Visual interactive trace tree. Every trace is displayed as an interactive graph, not a flat list of log lines. You can see the full agent execution path, click into any node to inspect its prompt and response, and immediately spot where the reasoning went wrong. The tree structure makes it obvious which steps are parents, which are children, and how the data flows between them.

Built-in replay with no API keys required. Click any node in the trace tree and replay it directly from the dashboard. Glassbrain uses server-side keys, so you do not need to configure or expose your own API credentials. Modify the prompt, change a tool result, and rerun to see how the agent's behavior changes.

AI-powered fix suggestions. For every failed trace, Glassbrain automatically analyzes the failure and suggests potential fixes. These suggestions are based on the actual trace data, not generic advice. They point you to the specific node that broke and explain why.

The free tier includes 1,000 traces per month with no credit card required. That is enough to debug most development and staging workflows before you ever need to think about pricing.

Frequently Asked Questions

Can I replay an agent run without reproducing the exact external conditions?

Yes. The key to effective replay is capturing the complete trace at the time of the original run, including all tool inputs and outputs. When you replay, you use the captured tool results rather than calling the actual external services again. This means you do not need the database to be in the same state, the API to return the same response, or the search index to have the same content. The trace contains everything needed for replay. Tools like Glassbrain capture this data automatically, so replay works out of the box.

How is replaying an agent run different from rerunning it?

Rerunning means sending the same initial input through your agent and letting it execute from scratch. Because LLMs are non-deterministic and external services may have changed, the rerun might follow a completely different path and never reproduce the original failure. Replay, by contrast, uses the captured trace data to reconstruct the exact sequence of events. You can step through the same decisions, inspect the same outputs, and then selectively modify specific steps to test fixes. Replay is controlled and reproducible. Rerunning is a roll of the dice.

What data do I need to capture to enable replay later?

At minimum, you need the full prompt (including system message and all injected context) sent to the model at every step, the model's complete response at every step, every tool call with its full arguments, every tool result with its full response, and metadata like model version, temperature, and token counts. If you are missing any of these, you will have gaps in your replay that force you to guess what happened. Structured tracing SDKs capture all of this automatically.

How do I debug an agent failure that only happens intermittently?

Intermittent failures are the hardest to debug because you cannot reliably reproduce them on demand.

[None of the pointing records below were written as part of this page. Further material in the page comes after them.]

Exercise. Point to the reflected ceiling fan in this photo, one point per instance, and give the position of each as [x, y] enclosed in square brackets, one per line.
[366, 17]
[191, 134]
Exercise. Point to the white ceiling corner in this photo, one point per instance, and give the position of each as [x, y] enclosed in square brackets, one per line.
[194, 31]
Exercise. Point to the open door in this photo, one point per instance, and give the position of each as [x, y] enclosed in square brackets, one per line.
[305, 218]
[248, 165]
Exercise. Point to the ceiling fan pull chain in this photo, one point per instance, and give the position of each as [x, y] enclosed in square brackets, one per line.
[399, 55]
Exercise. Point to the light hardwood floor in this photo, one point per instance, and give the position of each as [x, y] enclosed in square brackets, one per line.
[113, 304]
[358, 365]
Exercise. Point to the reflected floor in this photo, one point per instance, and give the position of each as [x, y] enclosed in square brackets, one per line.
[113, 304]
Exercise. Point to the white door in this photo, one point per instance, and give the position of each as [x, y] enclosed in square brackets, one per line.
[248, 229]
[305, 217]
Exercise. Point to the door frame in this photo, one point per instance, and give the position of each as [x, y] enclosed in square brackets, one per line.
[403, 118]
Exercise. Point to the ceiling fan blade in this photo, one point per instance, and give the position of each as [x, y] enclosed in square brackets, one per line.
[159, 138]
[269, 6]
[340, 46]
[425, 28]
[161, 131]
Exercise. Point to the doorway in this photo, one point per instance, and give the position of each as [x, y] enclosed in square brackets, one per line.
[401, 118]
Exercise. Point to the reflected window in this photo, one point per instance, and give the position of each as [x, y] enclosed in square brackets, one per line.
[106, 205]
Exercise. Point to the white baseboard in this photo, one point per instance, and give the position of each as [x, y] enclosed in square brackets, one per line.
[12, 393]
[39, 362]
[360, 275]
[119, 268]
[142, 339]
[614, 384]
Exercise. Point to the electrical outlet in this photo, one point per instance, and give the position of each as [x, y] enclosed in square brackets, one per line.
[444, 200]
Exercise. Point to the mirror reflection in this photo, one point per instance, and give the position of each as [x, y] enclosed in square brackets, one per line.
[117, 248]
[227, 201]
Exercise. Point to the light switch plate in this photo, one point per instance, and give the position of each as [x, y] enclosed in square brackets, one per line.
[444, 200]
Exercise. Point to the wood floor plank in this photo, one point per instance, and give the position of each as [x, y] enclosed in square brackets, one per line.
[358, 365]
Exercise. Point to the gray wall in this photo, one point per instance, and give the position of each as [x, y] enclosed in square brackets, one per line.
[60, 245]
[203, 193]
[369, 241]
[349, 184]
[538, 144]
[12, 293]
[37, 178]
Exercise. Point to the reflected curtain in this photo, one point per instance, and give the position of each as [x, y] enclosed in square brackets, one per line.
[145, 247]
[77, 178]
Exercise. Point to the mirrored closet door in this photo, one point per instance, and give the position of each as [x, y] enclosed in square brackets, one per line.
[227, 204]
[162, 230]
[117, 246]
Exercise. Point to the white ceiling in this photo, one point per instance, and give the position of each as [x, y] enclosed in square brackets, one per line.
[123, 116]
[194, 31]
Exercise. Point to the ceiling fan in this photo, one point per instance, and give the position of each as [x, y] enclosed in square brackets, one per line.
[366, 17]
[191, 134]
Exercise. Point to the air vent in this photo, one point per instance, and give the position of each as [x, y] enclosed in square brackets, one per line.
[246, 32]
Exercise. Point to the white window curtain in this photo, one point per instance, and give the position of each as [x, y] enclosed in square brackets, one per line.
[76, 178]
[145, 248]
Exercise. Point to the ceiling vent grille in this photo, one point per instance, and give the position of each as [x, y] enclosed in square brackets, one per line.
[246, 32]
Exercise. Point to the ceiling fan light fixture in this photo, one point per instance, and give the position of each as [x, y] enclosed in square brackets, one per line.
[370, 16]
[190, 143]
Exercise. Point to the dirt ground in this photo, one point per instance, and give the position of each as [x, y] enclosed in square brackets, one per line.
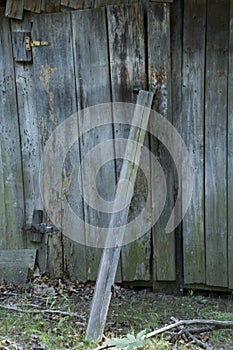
[53, 315]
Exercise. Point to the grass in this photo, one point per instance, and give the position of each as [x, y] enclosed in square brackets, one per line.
[130, 312]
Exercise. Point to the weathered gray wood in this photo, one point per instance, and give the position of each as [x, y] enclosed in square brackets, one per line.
[14, 9]
[230, 152]
[176, 108]
[215, 143]
[99, 3]
[110, 257]
[77, 4]
[93, 88]
[15, 265]
[56, 101]
[31, 144]
[32, 5]
[193, 135]
[19, 47]
[50, 5]
[12, 199]
[159, 74]
[128, 70]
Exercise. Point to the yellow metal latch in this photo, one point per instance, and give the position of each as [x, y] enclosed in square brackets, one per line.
[32, 43]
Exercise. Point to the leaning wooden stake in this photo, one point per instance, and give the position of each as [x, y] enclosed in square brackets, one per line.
[124, 193]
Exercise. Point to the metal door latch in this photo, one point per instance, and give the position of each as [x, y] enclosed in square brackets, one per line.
[32, 43]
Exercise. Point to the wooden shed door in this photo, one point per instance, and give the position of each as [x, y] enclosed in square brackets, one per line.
[99, 56]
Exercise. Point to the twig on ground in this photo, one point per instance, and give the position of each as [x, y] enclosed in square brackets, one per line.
[213, 323]
[181, 327]
[58, 312]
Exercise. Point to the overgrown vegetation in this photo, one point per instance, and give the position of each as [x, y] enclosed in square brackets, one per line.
[53, 315]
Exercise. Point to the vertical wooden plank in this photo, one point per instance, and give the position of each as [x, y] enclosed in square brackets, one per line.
[14, 9]
[126, 29]
[50, 5]
[56, 101]
[193, 135]
[29, 128]
[176, 108]
[93, 88]
[215, 142]
[230, 151]
[12, 200]
[110, 257]
[159, 65]
[31, 140]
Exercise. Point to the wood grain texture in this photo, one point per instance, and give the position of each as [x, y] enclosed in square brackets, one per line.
[159, 76]
[32, 5]
[215, 143]
[193, 135]
[12, 198]
[14, 9]
[31, 143]
[93, 88]
[176, 109]
[50, 5]
[124, 194]
[56, 101]
[19, 46]
[230, 151]
[128, 70]
[77, 4]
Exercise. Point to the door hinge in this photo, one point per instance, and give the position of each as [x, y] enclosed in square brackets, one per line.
[32, 43]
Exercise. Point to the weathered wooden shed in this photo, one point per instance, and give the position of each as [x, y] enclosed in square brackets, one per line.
[182, 50]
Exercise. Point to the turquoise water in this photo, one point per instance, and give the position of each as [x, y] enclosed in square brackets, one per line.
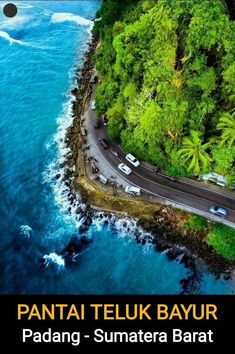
[40, 49]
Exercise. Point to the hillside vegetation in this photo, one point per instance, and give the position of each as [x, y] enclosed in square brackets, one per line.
[167, 82]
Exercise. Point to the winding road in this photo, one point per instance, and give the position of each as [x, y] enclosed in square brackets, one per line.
[184, 193]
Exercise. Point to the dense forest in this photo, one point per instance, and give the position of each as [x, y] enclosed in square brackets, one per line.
[167, 82]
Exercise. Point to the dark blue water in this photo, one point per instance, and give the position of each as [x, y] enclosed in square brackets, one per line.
[40, 50]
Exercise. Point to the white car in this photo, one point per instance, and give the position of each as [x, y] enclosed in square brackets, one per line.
[93, 105]
[133, 190]
[124, 168]
[132, 160]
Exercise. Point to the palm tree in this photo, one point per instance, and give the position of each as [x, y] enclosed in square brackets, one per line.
[227, 126]
[193, 153]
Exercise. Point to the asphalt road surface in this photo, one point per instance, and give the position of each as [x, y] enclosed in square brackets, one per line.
[181, 193]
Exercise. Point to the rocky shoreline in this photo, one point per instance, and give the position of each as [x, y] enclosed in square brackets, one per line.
[166, 225]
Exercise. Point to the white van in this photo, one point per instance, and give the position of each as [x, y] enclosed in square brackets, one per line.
[133, 190]
[103, 179]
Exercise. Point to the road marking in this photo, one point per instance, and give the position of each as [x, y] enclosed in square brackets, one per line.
[199, 211]
[196, 185]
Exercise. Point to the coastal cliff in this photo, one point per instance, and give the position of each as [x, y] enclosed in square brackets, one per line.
[170, 228]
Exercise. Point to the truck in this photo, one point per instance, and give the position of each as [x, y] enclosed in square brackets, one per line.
[133, 190]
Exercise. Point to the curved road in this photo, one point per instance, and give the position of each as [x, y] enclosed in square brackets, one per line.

The solution is to have comprehensive tracing running at all times, even in production. When the intermittent failure occurs, you will have the complete trace ready for analysis. Search your trace history for runs with similar inputs and compare the successful ones to the failed ones. The difference is usually in a tool result that varied, a context window that was slightly longer, or a model response that took a different reasoning path. With enough traces, intermittent failures become reproducible patterns.

Should I trace every agent run in production, or only sample a percentage?

Trace every run. Sampling means you will miss failures, and failures are exactly the runs you need traces for. The cost of storing trace data is negligible compared to the cost of debugging a production incident without observability. If you are concerned about performance overhead, modern tracing SDKs add minimal latency (typically under 5 milliseconds per step). The Glassbrain free tier gives you 1,000 traces per month at no cost, and paid plans scale to handle full production traffic without sampling.